Entre os principais pontos, destacam-se: o aumento da qualidade e da quantidade de capital exigido; a criação de buffers de capital (preservação e anticíclico); regras mais rígidas de alavancagem; e novos parâmetros de liquidez e financiamento estável.

Todas essas medidas visavam a evitar a repetição do que se viu na última crise: risco mal precificado, liquidez escassa, e um efeito dominó de falências com repercussões globais.

Mas, afinal, onde estamos agora?

Desde Basileia 3, o debate tem se expandido para considerar riscos climáticos e fatores ESG. Desde 2020, o Comitê de Basileia vem aprofundando estudos para incorporar os riscos ambientais, sociais e climáticos como parte estrutural da supervisão bancária. A premissa é simples, mas incontornável: risco climático é risco financeiro. E, portanto, deve ser considerado no cálculo de capital regulatório, na alocação de ativos, nos testes de estresse e na exposição setorial dos bancos.

A resistência política a esse avanço evidencia o desconforto que uma regulação climática robusta ainda provoca.

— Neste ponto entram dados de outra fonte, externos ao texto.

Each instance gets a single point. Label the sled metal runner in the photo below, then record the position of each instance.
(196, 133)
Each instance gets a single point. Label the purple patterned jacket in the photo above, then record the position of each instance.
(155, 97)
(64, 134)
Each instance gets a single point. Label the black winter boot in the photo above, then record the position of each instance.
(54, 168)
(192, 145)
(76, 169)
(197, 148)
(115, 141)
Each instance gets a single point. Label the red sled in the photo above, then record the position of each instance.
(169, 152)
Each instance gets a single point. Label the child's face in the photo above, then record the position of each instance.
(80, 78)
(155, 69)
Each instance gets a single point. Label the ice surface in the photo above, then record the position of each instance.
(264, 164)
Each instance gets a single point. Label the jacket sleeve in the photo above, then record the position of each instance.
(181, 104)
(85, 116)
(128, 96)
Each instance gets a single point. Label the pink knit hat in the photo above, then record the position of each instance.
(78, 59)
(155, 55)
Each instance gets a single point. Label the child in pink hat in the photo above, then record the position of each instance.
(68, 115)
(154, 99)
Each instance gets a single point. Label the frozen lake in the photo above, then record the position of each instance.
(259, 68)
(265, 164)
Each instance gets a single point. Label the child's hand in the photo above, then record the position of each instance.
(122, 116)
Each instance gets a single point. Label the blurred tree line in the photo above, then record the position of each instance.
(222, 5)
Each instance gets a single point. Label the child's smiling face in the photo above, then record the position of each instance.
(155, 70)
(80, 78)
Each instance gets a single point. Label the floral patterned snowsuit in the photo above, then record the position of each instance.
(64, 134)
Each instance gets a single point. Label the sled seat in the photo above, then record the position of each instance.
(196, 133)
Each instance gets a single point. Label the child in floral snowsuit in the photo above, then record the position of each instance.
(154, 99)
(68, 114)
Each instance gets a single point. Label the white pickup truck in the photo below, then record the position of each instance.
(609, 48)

No entanto, os riscos não desaparecem por serem impopulares. Negá-los é, em si, uma forma de fragilizar o sistema financeiro.

Avaliar riscos climáticos não é apenas uma exigência regulatória: é condição para a viabilidade econômica em um mundo em transição. Critérios claros, transparentes e uniformes para mensuração e precificação desses riscos são essenciais para a solidez do sistema financeiro internacional e para um crescimento sustentável de longo prazo.